You are also more likely to be sexually abused by someone you know. In fact 90% of abuse victims knew the attacker and in most instances the crime was committed in their own home or in the home of a close relative or friend.

'An understanding of child sex offenders, based on the available evidence, is critical if child sexual abuse is to be prevented and responded to in effective ways.' (aic.gov.au)

Child sexual abuse is any sexual act or threat to a child or young person under the age of 16 that causes them harm or causes them to be frightened or fearful. 

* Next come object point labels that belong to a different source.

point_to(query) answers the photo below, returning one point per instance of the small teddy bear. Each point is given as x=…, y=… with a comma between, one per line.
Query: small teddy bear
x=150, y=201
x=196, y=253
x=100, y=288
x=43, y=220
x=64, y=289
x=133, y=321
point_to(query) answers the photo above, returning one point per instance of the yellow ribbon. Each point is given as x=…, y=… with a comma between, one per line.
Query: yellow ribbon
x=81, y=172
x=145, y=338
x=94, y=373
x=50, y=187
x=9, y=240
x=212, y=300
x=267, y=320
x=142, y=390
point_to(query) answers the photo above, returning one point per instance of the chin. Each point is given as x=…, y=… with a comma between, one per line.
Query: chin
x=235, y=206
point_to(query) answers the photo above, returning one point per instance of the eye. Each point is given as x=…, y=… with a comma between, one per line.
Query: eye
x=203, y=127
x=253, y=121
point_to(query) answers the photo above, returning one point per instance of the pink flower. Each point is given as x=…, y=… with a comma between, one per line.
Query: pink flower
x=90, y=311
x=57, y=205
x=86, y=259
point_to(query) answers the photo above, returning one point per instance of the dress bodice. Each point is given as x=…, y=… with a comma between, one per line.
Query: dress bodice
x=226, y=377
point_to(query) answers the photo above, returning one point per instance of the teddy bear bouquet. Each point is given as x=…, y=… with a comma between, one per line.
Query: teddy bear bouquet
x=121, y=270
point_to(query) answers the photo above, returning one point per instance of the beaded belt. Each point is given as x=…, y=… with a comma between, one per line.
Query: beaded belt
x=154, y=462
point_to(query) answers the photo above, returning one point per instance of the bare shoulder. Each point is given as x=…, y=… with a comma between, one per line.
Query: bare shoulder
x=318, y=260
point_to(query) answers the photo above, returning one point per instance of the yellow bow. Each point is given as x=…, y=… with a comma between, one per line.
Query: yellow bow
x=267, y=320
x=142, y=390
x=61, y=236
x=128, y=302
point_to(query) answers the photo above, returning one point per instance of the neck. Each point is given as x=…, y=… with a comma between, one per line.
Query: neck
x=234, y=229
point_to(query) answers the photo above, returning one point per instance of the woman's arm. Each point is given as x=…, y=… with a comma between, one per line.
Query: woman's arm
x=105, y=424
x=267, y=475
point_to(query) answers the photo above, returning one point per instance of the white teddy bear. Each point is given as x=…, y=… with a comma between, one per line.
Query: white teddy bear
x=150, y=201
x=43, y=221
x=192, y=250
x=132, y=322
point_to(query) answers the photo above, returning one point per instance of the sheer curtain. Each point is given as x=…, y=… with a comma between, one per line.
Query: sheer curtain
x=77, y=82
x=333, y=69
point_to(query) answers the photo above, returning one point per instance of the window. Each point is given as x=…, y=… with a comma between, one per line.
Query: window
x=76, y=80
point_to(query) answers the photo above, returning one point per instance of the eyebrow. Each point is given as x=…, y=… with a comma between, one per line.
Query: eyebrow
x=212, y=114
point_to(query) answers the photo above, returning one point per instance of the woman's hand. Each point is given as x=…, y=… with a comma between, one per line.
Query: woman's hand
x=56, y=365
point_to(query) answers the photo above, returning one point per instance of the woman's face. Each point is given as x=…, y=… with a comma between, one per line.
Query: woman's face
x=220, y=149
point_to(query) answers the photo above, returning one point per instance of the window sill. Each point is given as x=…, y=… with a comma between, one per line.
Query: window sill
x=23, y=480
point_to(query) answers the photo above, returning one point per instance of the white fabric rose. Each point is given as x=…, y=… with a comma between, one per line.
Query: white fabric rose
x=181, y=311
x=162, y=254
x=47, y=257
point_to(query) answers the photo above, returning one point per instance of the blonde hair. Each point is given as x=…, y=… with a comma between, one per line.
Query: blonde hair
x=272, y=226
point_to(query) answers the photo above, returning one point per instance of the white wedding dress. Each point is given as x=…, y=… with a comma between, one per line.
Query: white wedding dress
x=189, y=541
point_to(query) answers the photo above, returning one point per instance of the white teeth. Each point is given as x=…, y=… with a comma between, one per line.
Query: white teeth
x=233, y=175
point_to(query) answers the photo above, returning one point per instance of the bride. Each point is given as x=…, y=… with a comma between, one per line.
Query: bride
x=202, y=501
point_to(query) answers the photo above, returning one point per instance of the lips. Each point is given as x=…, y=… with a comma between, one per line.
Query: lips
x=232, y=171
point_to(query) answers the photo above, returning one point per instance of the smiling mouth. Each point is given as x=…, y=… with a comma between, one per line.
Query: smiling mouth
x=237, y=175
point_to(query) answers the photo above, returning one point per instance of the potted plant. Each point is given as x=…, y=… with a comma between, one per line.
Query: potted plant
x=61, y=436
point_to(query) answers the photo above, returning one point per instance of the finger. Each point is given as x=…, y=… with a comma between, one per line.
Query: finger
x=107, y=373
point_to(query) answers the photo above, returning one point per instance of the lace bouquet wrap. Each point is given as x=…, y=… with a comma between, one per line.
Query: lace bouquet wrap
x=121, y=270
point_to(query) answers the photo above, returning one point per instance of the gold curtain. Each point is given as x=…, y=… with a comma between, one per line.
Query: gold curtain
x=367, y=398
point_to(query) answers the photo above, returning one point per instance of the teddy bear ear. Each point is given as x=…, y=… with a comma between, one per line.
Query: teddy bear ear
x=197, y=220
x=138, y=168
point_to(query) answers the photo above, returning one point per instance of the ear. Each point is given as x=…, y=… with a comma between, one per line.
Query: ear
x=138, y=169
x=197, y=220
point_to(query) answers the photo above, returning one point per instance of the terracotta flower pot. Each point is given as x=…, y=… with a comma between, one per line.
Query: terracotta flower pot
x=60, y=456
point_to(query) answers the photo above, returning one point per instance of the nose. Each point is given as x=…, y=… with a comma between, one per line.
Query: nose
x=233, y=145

From my own experience - from when someone I knew attempted to groom me and then sexually assaulted me, on more than one occasion, at the age of 13. Through to the first time I told someone at 16 I was abused and beyond into adult hood I have heard similar words from many, often with well meaning intentions, but nevertheless a hugely misguided understanding of the depth and severity of the emotional wound and subsequent scarring on this, my own journey of survival.

I have been told:
" If it was me, I would try and forget it."

I have been told:

" I hope one day that the saviour can help you ...hand it over to the Lord and move forward."


I have been told (on asking for support): 
“If I have to”

Worse than these sentences which reverberate around the inside of my skull, taunting me and quashing my self worth, telling me that I should be further along in my healing or - not need healing at all. Worse than the depression, the anxiety and the subsequent PTSD is the deafening silence, which occurs after the “advice” is given.

The judgement hangs in the air like a stifling hot day with no wind, the air barely breathable. 

Moreover, the only truth about it is that it is more a reflection on the critic than on the aspirants themselves.

If victims of abuse are to feel validated and heard. If we are to feel loved and supported. .. If you would like to know how to help us feel safe.


Simply, just, listen.



6 comments:

Alison said...

you have been heard, lovely. xo

melandpeter said...

Love you so much. I had no idea you were experiencing this. You deserved better and I'm sorry that you weren't heard when you really needed it. I hear you xxx

Jess [Bradbury] Wheeler said...

Firstly, woah. I appreciate the courage t takes to share something so personal so publicly.
Secondly, it'll be even better when people acknowledge that there are many types of abuse not just physical and sexual. And often "abuse" is multi-dimensional and the effects last far longer than the few weeks people give you simpathy casseroles and awkward pity faces.
Kudos girl, for slamming people's insensitivity and judgemental comments about abuse and for sharing some of your experience.
The other Jess ;)

Chelsea Parsons said...

cheering you on Jess. Lots of love xxx

Nettie's Blog said...

you are an amazingly strong survivor ..not only that... you are a champion for those who have not yet found the courage to stand and be as brave as you are ...love you Jess

emjay1000 said...

Hi Jess,
Yes unfortunately peoples words CAN and DO make it worse. It adds to the already tender feelings and raw insecurities. Yes, the 1 in 4 children is only what is reported - so estimates are actually closer to 1 in 2or 3. Which is so very very sad.
I am sorry to read of your experience. And I am sorry that you have been hurt by others words who just have no idea what it is like for you.
This is not your fault that it happened and it's not your fault that other people do not know the right thing to say. But let me tell you this - You are a beautiful, powerful woman who is on a journey. May God bless you on that journey. And well done for having a voice on a subject that must have been very hard for you to write about.